H265 on WebRTC without Using DataChannel(2/2)

7 min readOct 24, 2023

In this post, I will demonstrate how to show H.265 frames through WebRTC, as mentioned in the previous post.

Media Source Extensions (MSE)

The Media Source API, formally known as Media Source Extensions (MSE), provides functionality enabling plugin-free web-based streaming media. Using MSE, media streams can be created via JavaScript, and played using <audio> and <video> elements.
https://developer.mozilla.org/en-US/docs/Web/API/Media_Source_Extensions_API

MSE supports fragmented mpeg-4(fMP4) containing H.265 frames. The structure of fMP4 consists of ftyp , and moov followed by multiple moof , and mdat pairs.

https://bitmovin.com/container-formats-fun-1/

Playing a streaming H.265 video on MSE is like playing an endless fMP4 file. Each chunk contains moof , and mdat and the first chunk is prepended with ftyp , and moov .

There are two checkpoints before playing a streaming video.

Implement MSE

I write a WebSocket server to send fMP4 data to a website. To generate sample fMP4 videos, I recommend downloading Bento4.

Bento4 MP4, DASH, HLS, CMAF SDK and Tools
A fast, modern, open source C++ toolkit for all your MP4 and DASH/HLS/CMAF media format needs.

# convert demo.mp4 to a fMP4 file fdemo.mp4
$ /bento4/bin/mp4fragment demo.mp4 fdemo.mp4

# show fMP4 info
$ ./bento4/bin/mp4info fdemo.mp4

# dump fMP4 boxes
$ ./bento4/bin/mp4dump fdemo.mp4

[ftyp] size=8+24
...
[moov] size=8+732
...
[moof] size=8+216
...
[mdat] size=8+67484
[moof] size=8+216
...
[mdat] size=8+67584
[moof] size=8+216
...
[mdat] size=8+69004

If you want to have an interactive viewer online, you can browse the MP4Box.js website.

Frontend codes are written in native JavaScript without ReactJS or VueJS frameworks.
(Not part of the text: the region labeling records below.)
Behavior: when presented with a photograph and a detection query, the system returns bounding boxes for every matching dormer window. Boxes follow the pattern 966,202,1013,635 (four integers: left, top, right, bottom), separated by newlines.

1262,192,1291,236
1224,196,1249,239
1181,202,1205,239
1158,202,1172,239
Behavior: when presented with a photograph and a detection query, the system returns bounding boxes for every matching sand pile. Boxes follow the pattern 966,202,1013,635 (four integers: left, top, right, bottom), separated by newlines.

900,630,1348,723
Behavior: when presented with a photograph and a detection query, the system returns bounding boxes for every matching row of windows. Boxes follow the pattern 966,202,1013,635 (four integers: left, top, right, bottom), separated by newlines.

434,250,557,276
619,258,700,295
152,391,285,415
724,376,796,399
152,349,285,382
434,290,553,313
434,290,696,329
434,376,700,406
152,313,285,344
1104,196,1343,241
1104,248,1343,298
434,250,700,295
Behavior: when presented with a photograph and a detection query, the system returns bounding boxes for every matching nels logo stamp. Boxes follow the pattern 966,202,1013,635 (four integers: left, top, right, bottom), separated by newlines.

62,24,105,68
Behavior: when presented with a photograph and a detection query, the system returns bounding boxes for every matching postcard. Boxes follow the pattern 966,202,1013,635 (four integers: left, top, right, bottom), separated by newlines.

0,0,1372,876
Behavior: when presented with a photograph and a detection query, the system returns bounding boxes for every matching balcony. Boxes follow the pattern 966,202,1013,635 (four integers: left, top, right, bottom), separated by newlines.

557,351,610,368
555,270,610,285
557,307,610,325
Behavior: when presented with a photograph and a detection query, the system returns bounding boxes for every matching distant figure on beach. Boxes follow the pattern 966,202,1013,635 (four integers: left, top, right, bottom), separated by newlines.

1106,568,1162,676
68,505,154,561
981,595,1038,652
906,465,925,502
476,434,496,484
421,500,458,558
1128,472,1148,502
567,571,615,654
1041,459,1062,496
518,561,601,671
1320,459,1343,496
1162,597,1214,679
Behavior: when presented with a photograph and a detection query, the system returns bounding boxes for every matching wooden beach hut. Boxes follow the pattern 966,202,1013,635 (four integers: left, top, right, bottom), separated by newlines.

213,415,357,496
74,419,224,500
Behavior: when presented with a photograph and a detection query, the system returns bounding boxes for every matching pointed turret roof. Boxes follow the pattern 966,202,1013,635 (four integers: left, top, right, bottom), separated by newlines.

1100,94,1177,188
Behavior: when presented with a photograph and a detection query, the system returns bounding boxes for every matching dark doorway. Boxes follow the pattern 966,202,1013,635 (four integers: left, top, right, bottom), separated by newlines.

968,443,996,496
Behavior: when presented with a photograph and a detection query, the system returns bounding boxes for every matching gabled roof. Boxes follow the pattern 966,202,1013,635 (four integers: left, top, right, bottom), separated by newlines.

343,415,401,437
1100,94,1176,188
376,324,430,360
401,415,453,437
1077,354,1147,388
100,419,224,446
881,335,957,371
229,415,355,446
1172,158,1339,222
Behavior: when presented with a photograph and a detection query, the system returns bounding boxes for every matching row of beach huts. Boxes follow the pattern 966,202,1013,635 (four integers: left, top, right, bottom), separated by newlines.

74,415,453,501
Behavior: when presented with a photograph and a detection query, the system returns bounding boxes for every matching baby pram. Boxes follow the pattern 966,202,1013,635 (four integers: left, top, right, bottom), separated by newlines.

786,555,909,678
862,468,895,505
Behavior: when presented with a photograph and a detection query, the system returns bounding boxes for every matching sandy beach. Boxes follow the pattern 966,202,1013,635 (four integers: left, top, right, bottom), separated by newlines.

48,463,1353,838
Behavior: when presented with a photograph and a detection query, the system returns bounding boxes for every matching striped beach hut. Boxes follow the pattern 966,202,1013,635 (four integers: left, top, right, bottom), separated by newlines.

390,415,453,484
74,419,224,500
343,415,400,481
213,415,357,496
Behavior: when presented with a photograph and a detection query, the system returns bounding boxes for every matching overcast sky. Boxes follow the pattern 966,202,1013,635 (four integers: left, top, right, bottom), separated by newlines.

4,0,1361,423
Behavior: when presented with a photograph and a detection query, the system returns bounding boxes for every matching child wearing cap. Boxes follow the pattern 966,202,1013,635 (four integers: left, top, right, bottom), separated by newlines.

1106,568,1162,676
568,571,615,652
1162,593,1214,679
There is a download function to check what has been received from the WebSocket. This website can be used to check supports of common MIME types.

<!DOCTYPE html>
<html lang="en">
  <head>
    <meta charset="UTF-8" />
    <title>Websocket Frontend</title>
  </head>
  <body>
    <div id="output"></div>
    <video
      id="video"
      width="640"
      height="480"
      autoplay
      style="border: 1px solid black"
    ></video>
    <br />
    <button id="play" onclick="play()">Play</button>
    <button id="stop" onclick="stop()">Stop</button>
    <button id="download" onclick="download()">Download</button>
    <script>
      let recordedChunks = [];
      let ws = null;

      function play() {
        const ms = new MediaSource();
        const player = document.getElementById("video");

        player.src = URL.createObjectURL(ms);

        player.addEventListener("error", () => {
          console.log("player error");
        });

        ms.addEventListener("sourceopen", () => {
          const sb = ms.addSourceBuffer(
            'video/mp4; codecs="hev1.1.6.L150"'
            );
          ws = new WebSocket("ws://localhost:8000");

          sb.mode = "sequence";

          sb.addEventListener("updateend", () => {
            console.log(
              sb.buffered,
              sb.buffered.start(0),
              '==>',
              sb.buffered.end(0),
              sb.mode,
            )
          });
          sb.addEventListener("error", () => {
            console.log("error");
          });

          ws.addEventListener("open", () => {
            console.log("open");
            // clear data
            recordedChunks = [];
          });

          ws.addEventListener("message", (event) => {
            event.data.arrayBuffer().then((buffer) => {
              sb.appendBuffer(buffer);
            });
          });
        });
        ms.addEventListener("error", () => {
          console.log("error");
        });
      }
      function stop() {
        ws.close();
      }
      function download() {
        const blob = new Blob(recordedChunks, {
          type: "video/mp4",
        });
        const url = URL.createObjectURL(blob);
        const a = document.createElement("a");
        document.body.appendChild(a);
        a.style = "display: none";
        a.href = url;
        a.download = "test.mp4";
        a.click();
        window.URL.revokeObjectURL(url);
      }
    </script>
  </body>
</html>

WebSocket server is written with Deno. To read a fMP4 file and send it to a frontend.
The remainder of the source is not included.